Mırıltı şeklinde verdiği cevabı aynalardan arkaya bakarken söylemişti ve ben arkama dönmeden Shawn'ın tarafındaki pencerede Lizzy göründü. Shawn emniyet kemerini çözerken ben de aynı şey ile uğraştım ve Lizzy ile tek kelime bile etmemek için verdiğim çabayla "Çok beklemiş olmalı." dedim. Shawn kapısını açmadan önce son kez konuştu. "Beklememesini söylemiştim."

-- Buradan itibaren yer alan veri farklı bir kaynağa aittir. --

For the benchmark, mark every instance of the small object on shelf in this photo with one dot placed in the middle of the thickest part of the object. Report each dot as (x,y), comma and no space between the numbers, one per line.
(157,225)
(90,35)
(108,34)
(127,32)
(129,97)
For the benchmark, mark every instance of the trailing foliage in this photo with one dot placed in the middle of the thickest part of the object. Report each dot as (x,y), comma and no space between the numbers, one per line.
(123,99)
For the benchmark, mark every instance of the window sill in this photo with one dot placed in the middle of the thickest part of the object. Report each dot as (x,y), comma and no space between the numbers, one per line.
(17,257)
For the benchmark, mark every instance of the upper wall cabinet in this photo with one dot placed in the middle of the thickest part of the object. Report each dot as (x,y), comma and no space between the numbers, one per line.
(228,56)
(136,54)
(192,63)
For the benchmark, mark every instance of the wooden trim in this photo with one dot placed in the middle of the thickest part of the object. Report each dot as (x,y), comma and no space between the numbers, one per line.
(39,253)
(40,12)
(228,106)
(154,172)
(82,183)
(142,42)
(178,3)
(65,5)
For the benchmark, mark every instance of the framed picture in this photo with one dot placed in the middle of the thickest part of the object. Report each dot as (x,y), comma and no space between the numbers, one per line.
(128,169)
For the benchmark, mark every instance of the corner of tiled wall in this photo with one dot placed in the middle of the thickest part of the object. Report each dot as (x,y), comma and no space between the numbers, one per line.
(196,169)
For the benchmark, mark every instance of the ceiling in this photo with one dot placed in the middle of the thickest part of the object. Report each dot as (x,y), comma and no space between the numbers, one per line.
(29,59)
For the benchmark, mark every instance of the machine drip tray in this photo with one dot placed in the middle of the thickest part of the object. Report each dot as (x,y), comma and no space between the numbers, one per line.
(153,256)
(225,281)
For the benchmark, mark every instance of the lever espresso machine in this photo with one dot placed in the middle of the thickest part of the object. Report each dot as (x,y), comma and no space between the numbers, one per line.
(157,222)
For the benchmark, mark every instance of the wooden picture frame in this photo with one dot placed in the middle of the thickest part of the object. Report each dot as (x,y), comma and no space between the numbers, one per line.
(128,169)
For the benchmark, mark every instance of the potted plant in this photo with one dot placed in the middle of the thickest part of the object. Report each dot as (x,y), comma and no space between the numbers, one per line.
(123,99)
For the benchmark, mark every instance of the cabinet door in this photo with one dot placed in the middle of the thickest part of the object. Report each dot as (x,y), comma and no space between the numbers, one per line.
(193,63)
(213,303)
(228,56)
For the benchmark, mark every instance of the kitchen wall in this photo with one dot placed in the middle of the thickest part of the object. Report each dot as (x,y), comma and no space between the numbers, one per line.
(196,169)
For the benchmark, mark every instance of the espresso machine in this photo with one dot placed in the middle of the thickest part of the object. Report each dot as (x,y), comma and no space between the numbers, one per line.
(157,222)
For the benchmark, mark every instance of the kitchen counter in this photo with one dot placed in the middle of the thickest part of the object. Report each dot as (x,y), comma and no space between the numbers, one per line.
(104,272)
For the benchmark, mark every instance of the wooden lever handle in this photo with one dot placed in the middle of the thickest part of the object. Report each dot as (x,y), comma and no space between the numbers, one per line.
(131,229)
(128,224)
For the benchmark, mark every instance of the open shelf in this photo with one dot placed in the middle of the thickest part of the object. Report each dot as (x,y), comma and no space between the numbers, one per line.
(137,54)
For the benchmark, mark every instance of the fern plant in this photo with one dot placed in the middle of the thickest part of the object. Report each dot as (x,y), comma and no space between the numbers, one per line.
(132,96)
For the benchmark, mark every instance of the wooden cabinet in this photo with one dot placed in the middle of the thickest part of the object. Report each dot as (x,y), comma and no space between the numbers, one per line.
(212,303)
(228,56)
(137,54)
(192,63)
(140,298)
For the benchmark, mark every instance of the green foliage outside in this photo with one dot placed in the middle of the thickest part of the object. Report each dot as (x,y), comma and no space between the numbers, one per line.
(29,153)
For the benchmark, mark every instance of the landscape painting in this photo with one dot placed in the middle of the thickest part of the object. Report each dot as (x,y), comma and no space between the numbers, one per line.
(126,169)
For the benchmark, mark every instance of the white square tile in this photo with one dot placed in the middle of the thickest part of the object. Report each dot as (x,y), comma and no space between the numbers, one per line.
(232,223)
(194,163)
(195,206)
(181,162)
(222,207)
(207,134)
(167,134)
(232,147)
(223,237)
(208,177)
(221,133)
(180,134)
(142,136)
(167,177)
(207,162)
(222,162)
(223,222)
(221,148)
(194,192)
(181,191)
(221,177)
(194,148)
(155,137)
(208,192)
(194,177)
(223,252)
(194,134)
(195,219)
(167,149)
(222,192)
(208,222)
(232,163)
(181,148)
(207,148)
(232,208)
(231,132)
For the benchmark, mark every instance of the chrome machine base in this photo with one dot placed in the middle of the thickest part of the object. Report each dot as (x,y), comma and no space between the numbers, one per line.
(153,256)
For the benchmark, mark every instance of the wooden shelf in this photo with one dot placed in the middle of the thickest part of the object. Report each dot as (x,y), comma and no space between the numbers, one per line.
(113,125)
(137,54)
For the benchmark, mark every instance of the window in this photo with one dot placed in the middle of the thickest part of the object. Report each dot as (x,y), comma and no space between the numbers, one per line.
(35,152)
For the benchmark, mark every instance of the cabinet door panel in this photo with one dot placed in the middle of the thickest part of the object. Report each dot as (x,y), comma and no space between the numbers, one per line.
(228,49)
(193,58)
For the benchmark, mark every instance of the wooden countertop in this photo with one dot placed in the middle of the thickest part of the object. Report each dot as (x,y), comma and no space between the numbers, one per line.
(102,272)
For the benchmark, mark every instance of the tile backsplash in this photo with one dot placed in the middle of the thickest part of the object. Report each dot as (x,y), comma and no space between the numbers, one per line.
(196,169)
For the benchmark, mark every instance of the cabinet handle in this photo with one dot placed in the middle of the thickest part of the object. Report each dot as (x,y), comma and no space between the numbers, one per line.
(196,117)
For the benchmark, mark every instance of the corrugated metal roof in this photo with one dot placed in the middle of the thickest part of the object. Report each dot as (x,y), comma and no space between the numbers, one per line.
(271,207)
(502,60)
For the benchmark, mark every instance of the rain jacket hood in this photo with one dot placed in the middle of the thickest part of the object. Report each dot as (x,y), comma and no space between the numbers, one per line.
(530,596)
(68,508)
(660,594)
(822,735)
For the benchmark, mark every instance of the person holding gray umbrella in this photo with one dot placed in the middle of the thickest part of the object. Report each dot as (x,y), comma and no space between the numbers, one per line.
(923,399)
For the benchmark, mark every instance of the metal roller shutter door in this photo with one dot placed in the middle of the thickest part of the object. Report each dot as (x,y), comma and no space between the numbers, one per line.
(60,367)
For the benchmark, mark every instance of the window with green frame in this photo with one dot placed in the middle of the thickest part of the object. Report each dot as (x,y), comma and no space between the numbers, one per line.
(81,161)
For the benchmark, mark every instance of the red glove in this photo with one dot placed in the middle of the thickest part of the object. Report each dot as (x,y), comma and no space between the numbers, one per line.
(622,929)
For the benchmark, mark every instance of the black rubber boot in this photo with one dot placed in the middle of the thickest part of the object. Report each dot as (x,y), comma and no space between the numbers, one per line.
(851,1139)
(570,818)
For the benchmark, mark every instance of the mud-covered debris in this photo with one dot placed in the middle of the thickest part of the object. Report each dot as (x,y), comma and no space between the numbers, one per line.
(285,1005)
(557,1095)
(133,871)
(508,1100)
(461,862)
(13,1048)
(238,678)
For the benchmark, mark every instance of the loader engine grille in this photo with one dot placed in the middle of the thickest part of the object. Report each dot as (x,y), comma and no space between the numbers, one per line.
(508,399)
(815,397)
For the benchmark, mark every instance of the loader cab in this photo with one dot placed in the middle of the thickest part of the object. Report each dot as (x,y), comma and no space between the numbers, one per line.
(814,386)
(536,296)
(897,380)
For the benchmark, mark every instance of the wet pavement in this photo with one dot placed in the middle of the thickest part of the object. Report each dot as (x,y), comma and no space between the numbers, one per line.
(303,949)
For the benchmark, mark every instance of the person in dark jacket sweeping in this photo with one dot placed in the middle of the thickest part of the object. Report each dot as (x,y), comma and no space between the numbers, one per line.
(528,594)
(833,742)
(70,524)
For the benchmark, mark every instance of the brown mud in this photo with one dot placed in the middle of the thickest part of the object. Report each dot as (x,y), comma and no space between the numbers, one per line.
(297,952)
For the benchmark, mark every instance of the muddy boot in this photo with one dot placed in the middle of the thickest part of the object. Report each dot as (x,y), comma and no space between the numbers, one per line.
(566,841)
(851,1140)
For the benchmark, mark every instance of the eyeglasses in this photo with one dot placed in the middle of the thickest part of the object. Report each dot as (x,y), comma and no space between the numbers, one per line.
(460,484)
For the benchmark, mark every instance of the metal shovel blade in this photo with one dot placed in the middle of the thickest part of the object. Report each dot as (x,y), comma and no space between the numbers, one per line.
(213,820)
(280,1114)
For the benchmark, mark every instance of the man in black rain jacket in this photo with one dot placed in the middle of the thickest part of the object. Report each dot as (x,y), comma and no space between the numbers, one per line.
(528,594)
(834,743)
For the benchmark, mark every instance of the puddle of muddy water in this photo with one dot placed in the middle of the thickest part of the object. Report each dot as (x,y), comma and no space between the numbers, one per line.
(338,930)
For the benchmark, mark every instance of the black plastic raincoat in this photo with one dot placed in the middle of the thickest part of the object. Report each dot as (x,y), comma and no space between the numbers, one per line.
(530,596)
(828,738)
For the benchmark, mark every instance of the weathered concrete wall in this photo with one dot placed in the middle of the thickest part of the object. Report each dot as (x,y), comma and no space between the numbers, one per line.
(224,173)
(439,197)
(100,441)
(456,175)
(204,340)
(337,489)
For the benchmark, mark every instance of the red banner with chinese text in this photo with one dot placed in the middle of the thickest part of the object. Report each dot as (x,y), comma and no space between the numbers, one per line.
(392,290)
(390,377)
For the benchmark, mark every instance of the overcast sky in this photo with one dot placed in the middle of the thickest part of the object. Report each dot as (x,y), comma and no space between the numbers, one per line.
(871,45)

Söylediği son cümle üzerine birkaç saniye onu izledim. Bu sabah mutfak penceresinden onu izleyip de sigarasını yakarken telefonunu arabasının üzerine koyması ve onun yanına giderken karşı taraftaki kişinin ne söylediğini dinlemeden telefonu hemen kapatması hakkında düşündüğüm ve istediğim her şey doğruydu. Shawn bile isteye Lizzy'yi bekletmişti bu sabah. Aslında bu daha çok Lizzy'nin suçuydu ama umurumda değildi. Shawn aylardır yanında gezdirdiği Lizzy'yi belki de düşündüğümüz kadar önemsemiyordu.
Shawn bana bakmak yerine iner inmez arabanın kapısını kapattı ve çattığı kaşları ile Lizzy'le konuşmaya başladı. Sadece fazla anlam yüklememek ya da yanlış anlamış olacağımı düşünerek sıkışmış ve beni uğraştıran emniyet kemerini çekiştirmeye devam ettim ama her nedense kemerin tokası girdiği yerden çıkmak istemiyordu.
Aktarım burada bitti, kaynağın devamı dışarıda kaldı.